- Developer: Landauer Games
- Publisher: Landauer Games
- Designers: Adam Miller, Sherman Mui, Roch Denis, Jeff Landauer, Eric Prieur, Danny Chi, Mark Elrod, Adrian Eyre
- Platform: Microsoft Windows
- Release: 2004
- Genre: MMORPG Space simulation
- Mode: Multiplayer

= Star Sonata =

2004 video game

Star Sonata is a space-themed massively multiplayer online role-playing game (MMO) by American studio Star Sonata LLC released in 2004 that combines elements of action games and real-time strategy games such as real-time ship-to-ship combat and galactic conquest.

The game offers complex and involved commerce, construction and team systems. The goal for players in Star Sonata is to bring their team to domination and claim the seat of Emperor. Star Sonata belongs to the space opera genre established in computer gaming by Galactic Empire and Elite.

The game is free to download and play for an unlimited period of time with game-play restrictions.

==Gameplay==
Star Sonata is a space trading game, where players explore space and trade goods from one space station to another for economic gain. Players also control automated ships through programmed command sequences in order to patrol areas, assist in combat or engage in trade of commodities even while a player is offline. At higher levels, players build custom space stations on planets and moons to extract resources. Items can be manufactured on player-controlled space stations and bought from colonies on planets with ancient ruins.

Unlike many MMORPGs, combat in Star Sonata is in real-time and requires manual aiming.
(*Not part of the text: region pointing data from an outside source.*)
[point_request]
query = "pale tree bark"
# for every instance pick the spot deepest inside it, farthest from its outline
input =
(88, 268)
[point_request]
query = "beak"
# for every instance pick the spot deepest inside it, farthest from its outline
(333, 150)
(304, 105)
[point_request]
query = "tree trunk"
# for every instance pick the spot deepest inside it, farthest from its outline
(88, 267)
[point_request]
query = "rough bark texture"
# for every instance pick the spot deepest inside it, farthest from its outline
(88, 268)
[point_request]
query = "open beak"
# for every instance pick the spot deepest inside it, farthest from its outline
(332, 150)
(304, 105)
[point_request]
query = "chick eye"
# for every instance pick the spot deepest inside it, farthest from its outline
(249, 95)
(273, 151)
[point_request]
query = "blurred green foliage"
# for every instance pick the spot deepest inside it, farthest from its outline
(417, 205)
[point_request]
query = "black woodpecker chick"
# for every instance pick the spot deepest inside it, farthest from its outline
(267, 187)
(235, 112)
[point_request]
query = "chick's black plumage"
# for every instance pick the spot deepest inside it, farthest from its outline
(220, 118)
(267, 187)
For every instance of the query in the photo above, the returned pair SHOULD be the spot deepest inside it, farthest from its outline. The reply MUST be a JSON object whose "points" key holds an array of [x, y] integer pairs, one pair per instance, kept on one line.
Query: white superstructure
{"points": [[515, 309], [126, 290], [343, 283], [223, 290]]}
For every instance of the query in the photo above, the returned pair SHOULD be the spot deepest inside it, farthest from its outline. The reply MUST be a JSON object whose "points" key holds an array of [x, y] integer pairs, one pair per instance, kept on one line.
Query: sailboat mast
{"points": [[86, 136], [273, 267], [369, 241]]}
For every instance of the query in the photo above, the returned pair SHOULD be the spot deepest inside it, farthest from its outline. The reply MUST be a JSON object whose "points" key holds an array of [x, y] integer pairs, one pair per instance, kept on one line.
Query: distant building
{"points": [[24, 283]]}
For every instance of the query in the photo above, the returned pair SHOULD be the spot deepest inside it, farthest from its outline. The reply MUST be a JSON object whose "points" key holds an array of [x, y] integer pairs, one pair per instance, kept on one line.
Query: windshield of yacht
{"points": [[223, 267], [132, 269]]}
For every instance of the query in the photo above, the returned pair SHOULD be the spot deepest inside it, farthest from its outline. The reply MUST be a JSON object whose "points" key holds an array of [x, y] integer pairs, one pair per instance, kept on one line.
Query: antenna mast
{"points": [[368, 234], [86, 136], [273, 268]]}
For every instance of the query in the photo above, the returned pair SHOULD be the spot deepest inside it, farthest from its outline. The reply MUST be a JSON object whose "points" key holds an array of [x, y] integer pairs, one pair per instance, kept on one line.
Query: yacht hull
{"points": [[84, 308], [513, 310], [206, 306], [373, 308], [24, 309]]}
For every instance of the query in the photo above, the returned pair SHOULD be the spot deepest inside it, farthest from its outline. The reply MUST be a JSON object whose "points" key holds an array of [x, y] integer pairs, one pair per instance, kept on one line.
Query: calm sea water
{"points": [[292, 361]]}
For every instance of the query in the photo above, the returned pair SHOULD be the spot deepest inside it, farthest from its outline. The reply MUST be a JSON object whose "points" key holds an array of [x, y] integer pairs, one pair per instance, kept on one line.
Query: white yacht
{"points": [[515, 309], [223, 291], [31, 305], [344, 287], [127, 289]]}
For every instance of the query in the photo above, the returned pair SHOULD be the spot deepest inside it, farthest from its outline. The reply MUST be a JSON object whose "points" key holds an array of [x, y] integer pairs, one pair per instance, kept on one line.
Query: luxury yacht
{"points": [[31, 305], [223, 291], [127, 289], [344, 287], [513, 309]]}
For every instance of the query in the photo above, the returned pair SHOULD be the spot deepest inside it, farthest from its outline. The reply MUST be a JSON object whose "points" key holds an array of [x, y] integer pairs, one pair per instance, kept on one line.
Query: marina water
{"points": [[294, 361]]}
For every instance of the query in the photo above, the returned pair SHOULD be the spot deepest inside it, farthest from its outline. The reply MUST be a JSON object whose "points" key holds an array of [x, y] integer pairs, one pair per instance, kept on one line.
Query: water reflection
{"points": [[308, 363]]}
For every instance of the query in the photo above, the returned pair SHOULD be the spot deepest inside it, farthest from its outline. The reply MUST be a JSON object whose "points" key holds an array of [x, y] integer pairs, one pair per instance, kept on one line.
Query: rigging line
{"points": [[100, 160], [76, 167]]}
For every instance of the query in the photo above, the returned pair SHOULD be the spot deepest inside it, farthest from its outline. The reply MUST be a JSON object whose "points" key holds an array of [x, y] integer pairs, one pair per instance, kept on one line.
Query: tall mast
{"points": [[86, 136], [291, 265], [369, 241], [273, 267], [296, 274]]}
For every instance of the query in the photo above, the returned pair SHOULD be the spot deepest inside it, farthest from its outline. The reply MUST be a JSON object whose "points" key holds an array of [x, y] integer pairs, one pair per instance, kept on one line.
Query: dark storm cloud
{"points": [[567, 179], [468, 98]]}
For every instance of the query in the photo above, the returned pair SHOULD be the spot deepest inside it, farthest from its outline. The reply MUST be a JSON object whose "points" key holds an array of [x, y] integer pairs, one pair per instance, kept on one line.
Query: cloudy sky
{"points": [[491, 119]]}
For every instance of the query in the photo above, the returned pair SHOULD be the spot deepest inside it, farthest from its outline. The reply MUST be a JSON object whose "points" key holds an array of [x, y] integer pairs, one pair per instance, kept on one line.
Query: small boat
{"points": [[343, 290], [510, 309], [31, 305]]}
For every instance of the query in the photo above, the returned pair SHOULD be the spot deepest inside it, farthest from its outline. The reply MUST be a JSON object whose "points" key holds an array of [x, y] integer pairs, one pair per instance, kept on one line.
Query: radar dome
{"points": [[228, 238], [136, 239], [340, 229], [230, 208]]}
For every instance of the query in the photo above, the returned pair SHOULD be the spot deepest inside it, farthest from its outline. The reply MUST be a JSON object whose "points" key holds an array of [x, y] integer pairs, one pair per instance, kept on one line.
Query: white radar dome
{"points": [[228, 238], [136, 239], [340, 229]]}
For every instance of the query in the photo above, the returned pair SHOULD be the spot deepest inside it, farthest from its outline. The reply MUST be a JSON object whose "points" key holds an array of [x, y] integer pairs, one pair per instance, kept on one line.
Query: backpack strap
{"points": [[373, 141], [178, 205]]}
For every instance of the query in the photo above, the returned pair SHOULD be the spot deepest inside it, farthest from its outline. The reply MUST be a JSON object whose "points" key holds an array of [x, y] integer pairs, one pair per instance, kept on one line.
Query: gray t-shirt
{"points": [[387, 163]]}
This results in a wide variety of combat tactics, such as dodging to evade enemy fire, using combat aids to deploy drones, boost shields or overload weapons, and maneuvering around terrain elements such as planets and asteroids which block attacks. Star Sonata also has an open PvP system in which players can attack other players near their skill level.

===Conquest===
Teams of players may claim ownership of galaxies by building space stations on planets in order to control territory, exploit planetary resources and build colonies for trade and population expansion. By expanding their empires, teams compete to achieve a score in the top five with a sufficient percentage of the population of the universe, which enables them to make a claim for the Emperor's throne. If successful, their team leader will be crowned the Emperor of the Universe.

===Universe resets===
A unique feature of Star Sonata is that the game's universe is randomized every few months in a Universe reset. This allows for the game to remain fresh for long-time players and for new players to have a chance to claim a star system for themselves. A reset triggers economic changes as supply and demand shifts for different items and resources in the new procedurally-generated universe of star systems.

===Character advancement===
Character development is based on gaining levels through meeting fixed experience point requirements. Experience is earned by killing computer-controlled enemies and completing in-game missions. Players also earn skill points which can be spent on a variety of skills. Some skill sets are mutually exclusive, requiring the player to choose a particular focus for the character, such as a fighting style, space station management, or freight transport. Some other skills are also available to all players but require special commodities and/or
prerequisite such as Hull Expansion.

==Development==
Developer Adam Miller said he designed Star Sonata "out of a nostalgic childhood dream of space adventure." After three years in development and a public beta, Star Sonata was released in October 2004. Development continued from 2004 to 2011, with features and content zones being added every few months.

In a January 2008 interview, Owner Jeff Landauer stated that 12,132 unique characters had logged in to play in the last 2 days and 11 hours. Landauer has also reported that the number of paying players increased from 300 in August 2005 to 854 in July 2008.

After beta sign-ups in August 2011, Star Sonata 2 was released on November 12, 2011 with an upgraded client supporting 3D graphics and user interface improvements. In July 2012, Landauer Games announced a major increase in paid staff for continued development and additions to Star Sonata.

==Reception==
In 2004, Star Sonata was reviewed by GameZone which gave the game an overall rating of 7.7/10, noting that the game offered "interesting options for controlling your own AI fleets and space stations." In 2005, the independent video game site Game Tunnel recommended the game for those who "enjoy exploring, conflict, and building a name for yourself" while noting that the game's PvP conflict "can badly affect new players" who are too weak to fight back. The updated Star Sonata 2, released in 2011, was one of 3 role-playing games listed on GameSpy’s 101 Free PC Games of 2012.